Martedì 23 Aprile 2024

Governo Johnson al capolinea: in oltre 40 si dimettono. Premier licenzia ministro Gove

Chieste le dimissioni del capo del governo che esclude le elezioni anticipate. Lasciano 42 figure tra ministri, sottosegretari, segretari parlamentari privati

Londra, 6 luglio 2022 - Per Boris Johnson arriva un nuovo colpo durissimo. Il premier britannico ha perso il sostegno di un altro ministro di primo piano del governo Tory, Michael Gove, responsabile dello strategico portafogli del Livellamento delle Disuguaglianze Territoriali e sodale del premier attuale nella campagna referendaria pro Brexit del 2016. Gove, che ancora ieri aveva confermato il suo appoggio BoJo malgrado lo scandalo Pincher, ma che già in passato gli aveva voltato le spalle, ha fatto sapere oggi di ritenere che a questo punto Johnson debba dimettersi e in serata è stato 'licenziato' dallo stesso Johnson.

Il Primo Ministro inglese Boris Johnson esclude elezioni anticipate (Ansa)
Il Primo Ministro inglese Boris Johnson esclude elezioni anticipate (Ansa)

Insieme a questa notizia, c'è anche quella delle dimissioni, in queste ore, di 43 funzionari del governo britannico che hanno lasciato in polemica con il premier Johnson. L'ultimo a dimettersi è stato Il ministro responsabile per il Galles, Simon Hart. I dimissionari sono figure tra ministri, sottosegretari, segretari parlamentari privati (soggetti che fungono da collegamento tra un ministero e il Parlamento) e altre figure. Hanno annunciato il loro addio dicendo di non poter più servire sotto il premier attuale.

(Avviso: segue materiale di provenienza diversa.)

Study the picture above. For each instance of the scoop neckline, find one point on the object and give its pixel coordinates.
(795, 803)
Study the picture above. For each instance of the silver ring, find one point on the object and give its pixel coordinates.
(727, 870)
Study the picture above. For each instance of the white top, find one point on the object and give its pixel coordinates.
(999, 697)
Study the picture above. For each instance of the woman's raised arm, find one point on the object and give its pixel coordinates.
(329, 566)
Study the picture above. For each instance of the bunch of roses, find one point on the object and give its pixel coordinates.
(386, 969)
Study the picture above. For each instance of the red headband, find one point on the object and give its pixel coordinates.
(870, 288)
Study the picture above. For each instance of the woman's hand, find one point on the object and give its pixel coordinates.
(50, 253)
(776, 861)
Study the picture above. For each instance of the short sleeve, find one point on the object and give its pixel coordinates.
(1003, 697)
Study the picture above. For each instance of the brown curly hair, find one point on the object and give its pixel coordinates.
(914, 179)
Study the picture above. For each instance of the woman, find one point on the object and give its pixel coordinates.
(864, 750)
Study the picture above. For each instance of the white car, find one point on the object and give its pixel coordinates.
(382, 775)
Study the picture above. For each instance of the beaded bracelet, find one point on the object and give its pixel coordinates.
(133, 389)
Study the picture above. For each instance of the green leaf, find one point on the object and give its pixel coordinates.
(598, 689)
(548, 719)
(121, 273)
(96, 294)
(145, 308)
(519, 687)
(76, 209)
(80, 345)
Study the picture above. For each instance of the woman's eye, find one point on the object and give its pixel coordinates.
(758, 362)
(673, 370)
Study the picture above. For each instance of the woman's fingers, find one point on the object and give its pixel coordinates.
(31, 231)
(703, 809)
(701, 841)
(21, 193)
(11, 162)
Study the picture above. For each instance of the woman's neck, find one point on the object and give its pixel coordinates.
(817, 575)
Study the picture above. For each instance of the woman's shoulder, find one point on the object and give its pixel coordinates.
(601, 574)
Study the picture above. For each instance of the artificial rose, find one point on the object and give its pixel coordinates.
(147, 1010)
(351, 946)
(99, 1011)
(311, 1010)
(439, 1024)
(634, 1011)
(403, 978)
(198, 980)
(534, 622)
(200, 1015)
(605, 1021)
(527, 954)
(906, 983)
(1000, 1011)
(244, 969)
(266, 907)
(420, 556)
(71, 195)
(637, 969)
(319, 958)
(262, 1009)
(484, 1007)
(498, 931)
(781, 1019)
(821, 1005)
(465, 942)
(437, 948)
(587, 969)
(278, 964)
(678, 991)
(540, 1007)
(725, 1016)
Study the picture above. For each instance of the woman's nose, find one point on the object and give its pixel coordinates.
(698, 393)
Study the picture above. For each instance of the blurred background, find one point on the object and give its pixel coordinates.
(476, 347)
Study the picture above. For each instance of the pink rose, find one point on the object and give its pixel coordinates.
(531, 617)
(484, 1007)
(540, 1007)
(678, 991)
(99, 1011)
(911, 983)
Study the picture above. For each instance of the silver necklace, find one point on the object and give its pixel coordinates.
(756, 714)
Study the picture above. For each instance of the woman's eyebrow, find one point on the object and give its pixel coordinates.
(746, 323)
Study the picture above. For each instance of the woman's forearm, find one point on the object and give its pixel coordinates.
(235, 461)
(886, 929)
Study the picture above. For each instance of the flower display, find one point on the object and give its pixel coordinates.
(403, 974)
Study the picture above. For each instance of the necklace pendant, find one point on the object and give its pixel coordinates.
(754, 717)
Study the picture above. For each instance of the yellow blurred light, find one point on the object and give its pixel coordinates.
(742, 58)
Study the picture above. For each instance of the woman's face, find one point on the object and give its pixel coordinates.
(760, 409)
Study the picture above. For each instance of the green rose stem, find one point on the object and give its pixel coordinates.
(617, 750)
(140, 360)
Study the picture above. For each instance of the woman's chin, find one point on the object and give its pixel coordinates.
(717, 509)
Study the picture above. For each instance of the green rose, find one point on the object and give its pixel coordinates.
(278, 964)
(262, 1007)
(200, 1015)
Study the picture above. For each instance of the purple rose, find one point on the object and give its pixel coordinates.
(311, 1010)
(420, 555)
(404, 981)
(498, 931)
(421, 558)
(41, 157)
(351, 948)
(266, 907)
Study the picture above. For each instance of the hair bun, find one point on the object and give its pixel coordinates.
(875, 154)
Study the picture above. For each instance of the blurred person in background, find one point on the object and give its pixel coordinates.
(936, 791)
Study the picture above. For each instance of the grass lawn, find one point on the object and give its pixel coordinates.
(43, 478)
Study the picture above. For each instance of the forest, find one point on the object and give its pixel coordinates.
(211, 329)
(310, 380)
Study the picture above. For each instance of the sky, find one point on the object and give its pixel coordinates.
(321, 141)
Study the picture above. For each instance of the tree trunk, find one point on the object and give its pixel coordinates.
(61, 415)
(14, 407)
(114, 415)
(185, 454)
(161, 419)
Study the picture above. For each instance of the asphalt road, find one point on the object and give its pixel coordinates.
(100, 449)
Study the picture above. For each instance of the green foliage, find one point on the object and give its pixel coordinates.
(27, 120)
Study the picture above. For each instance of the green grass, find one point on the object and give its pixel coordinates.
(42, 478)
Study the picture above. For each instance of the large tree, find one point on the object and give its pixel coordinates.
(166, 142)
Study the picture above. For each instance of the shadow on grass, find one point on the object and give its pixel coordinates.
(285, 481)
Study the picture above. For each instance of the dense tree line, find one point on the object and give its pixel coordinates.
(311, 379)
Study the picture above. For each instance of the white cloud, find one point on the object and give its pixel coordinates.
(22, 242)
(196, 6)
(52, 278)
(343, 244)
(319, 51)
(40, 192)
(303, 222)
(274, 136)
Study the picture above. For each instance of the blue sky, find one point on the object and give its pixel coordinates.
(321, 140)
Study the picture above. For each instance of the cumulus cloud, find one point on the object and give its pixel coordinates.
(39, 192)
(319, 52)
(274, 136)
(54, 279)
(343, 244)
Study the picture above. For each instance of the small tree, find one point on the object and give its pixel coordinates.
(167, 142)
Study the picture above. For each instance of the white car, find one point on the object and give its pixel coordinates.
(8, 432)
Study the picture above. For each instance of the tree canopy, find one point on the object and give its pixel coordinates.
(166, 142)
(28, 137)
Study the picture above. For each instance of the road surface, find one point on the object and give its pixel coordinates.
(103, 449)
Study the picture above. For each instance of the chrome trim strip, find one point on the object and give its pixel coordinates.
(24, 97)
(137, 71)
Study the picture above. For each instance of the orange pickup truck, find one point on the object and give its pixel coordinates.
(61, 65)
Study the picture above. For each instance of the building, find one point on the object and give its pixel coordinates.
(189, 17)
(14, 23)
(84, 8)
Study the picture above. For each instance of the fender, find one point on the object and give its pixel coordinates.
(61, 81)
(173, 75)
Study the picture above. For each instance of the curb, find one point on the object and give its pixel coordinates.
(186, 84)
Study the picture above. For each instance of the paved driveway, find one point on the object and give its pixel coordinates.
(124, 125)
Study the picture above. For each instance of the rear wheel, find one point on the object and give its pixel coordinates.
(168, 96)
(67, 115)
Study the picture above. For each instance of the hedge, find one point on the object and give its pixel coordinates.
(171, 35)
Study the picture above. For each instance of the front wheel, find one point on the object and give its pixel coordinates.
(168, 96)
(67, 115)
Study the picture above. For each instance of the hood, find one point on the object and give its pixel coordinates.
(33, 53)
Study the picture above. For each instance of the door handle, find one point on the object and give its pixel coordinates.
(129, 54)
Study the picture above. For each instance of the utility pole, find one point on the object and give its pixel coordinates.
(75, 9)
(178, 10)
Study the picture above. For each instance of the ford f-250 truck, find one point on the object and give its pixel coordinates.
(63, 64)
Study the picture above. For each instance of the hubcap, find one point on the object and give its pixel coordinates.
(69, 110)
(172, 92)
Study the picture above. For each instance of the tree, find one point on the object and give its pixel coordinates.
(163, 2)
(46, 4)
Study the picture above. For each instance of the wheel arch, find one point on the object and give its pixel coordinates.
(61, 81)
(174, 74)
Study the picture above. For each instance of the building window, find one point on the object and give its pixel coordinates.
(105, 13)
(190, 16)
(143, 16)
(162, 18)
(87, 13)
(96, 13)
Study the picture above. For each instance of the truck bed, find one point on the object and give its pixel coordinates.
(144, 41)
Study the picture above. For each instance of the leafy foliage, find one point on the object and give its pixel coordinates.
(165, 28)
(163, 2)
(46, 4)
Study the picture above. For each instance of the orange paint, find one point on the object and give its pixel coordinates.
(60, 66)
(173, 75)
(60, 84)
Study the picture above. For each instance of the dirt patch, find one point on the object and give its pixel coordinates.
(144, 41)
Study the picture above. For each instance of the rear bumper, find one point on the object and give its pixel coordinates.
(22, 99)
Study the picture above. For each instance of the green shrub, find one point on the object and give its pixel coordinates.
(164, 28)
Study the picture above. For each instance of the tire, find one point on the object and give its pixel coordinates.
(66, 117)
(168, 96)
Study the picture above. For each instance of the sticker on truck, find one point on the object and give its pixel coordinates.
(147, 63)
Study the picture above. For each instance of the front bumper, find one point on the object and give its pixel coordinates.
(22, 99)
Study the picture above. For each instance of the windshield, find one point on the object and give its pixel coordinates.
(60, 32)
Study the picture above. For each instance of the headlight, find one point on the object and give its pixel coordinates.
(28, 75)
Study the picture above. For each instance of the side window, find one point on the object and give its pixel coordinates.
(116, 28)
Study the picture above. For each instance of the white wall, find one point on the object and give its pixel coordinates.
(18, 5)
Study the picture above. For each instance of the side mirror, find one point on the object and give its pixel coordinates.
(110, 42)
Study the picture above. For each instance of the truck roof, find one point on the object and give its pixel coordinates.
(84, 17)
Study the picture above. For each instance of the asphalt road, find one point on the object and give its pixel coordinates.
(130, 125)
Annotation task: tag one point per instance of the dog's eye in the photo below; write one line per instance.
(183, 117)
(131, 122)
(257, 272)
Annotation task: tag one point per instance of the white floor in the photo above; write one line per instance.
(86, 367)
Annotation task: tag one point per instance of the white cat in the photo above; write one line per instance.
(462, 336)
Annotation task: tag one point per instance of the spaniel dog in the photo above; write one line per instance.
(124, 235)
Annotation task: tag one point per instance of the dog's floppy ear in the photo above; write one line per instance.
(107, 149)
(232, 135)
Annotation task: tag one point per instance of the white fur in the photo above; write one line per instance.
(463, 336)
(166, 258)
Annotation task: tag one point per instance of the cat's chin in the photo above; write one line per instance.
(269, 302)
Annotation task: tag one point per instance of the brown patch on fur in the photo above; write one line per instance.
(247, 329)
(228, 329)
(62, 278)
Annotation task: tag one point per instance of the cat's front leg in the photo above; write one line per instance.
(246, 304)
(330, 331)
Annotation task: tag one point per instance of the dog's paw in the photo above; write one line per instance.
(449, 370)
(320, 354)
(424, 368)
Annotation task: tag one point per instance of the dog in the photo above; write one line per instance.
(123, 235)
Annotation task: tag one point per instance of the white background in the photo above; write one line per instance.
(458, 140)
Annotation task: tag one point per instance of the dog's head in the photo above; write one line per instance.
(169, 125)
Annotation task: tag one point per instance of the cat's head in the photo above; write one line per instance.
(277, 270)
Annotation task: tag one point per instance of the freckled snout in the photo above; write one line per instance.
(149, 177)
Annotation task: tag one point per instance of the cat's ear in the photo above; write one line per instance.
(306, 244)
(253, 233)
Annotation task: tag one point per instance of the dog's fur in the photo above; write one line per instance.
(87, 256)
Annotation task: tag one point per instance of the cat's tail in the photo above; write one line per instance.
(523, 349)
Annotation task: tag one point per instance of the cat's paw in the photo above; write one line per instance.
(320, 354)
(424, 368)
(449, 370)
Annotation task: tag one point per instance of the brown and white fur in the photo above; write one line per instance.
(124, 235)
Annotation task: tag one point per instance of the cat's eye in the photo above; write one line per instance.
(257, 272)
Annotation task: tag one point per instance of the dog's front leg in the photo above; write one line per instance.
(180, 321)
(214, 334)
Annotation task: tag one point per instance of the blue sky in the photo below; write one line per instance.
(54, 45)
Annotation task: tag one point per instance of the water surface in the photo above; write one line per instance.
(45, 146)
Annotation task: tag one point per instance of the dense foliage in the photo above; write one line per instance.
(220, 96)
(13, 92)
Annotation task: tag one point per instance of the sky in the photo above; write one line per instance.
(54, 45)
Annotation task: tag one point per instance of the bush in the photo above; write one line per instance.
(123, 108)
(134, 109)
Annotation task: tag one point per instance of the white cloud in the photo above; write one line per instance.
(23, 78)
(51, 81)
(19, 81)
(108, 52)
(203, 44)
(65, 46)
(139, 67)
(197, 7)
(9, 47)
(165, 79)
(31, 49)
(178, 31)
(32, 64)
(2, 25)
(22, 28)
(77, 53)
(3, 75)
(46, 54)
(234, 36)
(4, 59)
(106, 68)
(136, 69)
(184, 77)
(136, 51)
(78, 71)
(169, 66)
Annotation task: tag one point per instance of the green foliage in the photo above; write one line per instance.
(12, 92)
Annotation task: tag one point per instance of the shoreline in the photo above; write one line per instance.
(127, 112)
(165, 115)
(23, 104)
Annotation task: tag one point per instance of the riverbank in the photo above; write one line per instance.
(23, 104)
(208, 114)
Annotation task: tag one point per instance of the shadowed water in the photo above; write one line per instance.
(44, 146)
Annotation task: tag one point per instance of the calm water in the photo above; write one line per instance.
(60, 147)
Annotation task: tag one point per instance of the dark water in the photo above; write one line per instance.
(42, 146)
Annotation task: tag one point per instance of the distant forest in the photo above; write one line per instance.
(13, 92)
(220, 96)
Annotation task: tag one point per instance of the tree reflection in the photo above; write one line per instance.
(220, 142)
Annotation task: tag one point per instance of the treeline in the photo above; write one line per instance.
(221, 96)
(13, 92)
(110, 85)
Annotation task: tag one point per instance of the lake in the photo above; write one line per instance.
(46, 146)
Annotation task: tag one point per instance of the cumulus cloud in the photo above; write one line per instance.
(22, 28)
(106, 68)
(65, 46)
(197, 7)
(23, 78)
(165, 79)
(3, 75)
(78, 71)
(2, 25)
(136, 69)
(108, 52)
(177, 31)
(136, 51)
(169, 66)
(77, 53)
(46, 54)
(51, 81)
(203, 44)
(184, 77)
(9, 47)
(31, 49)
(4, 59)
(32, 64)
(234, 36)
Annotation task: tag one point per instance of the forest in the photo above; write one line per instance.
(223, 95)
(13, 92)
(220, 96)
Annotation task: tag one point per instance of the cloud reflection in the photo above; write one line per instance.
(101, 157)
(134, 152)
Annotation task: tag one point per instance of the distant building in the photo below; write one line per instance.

Mentre si moltiplicano le lettere di deputati Tory finora sostenitori di BoJo che affermano di non avere ora più fiducia in lui e gli chiedono di farsi da parte: inclusi ex ministri e brexiteer di spicco come Liam Fox o Robert Jenrick. Il governo britannico conta oltre 150 ruoli totali comprese le poltrone di minor peso. Mentre il vero organismo di potere è il consiglio di gabinetto (circa 30 membri, una ventina dei quali con diritto di voto) in seno al quale gli abbandoni sono stati finora tre: Rishi Sunak, ministro del Tesoro, Sajid Javid, della Sanità, poi oggi Michael Gove.

Johnson esclude le elezioni anticipate e le dimissioni

Una delegazione composta da almeno una mezza dozzina di ministri rimasti fedeli a Boris Johnson in seno al consiglio di gabinetto - sinedrio del governo britannico composto in totale da una trentina di membri - ha annunciato di volersi recare dal primo ministro per chiedergli di dimettersi sullo sfondo della crisi provocata dallo scandalo Pincher e dalla raffica di dimissioni in casa Tory. Della delegazione fanno parte, secondo la Bbc, il ministro-capo gruppo (chief whip) Tory alla Camera dei Comuni, Chris Heaton-Harris, e i ministri dei Trasporti, Grant Shapps; dell'Irlanda del Nord, Brendon Lewis; del Galles, Simon Hurt. Secondo alcune fonti non ancora confermate, ci sarebbe anche Nadhim Zahawi, che appena ieri aveva accettato di restare al governo e di essere promosso da ministro dell'Istruzione a cancelliere dello Scacchiere. Interpellato al riguardo durante l'audizione di fronte al coordinamento dei presidenti di commissione della Camera dei Comuni, cui Johnson ha accettato di sottoporsi malgrado la crisi, il premier ha opposto un no comment, dicendo di non voler parlare di iniziative di cui "non sono a conoscenza". Messo sulla graticola, Johnson ha poi negato la prospettiva di elezioni politiche anticipate: "Non credo che nessuno le voglia in questo momento" di crisi globale, ha detto. "Credo invece che noi dobbiamo andare avanti, servire gli elettori e affrontare le priorità che stanno loro a cuore".

Ma l'ormai ex Ministro Javid oggi ha motivato le sue dimissioni di ieri da ministro della Sanità, con un discorso, alla Camera dei Comuni, dai toni devastanti per il premier Boris Johnson. Javid ha detto di aver in passato concesso più volte "il beneficio del dubbio" al premier su altri sospetti di scandalo, ma di essersi ora convinto che il problema è "al vertice" e che Johnson "non cambierà". Ha quindi invitato con accenti accorati gli altri colleghi Tory a riflettere, sostenendo che la questione "non è solo personale", ma che ha a che fare con "il rispetto del rule of law" da parte del Partito Conservatore e con la necessità che la formazione di maggioranza "recuperi la fiducia" del popolo britannico se vorrà vincere anche le prossime elezioni.

In precedenza, altri due deputati conservatori, incluso l'ex ministro pro Brexit ed ex candidato leader David Davies, avevano avanzato o rinnovato durante il Question Times inviti espliciti a Johnson a dimettersi. Inviti peraltro respinti dal premier, che rivolgendosi in particolare a Davies lo ha "ringraziato" per la sua franchezza, ma ha insistito di "non poter essere più in disaccordo con lui" questa volta.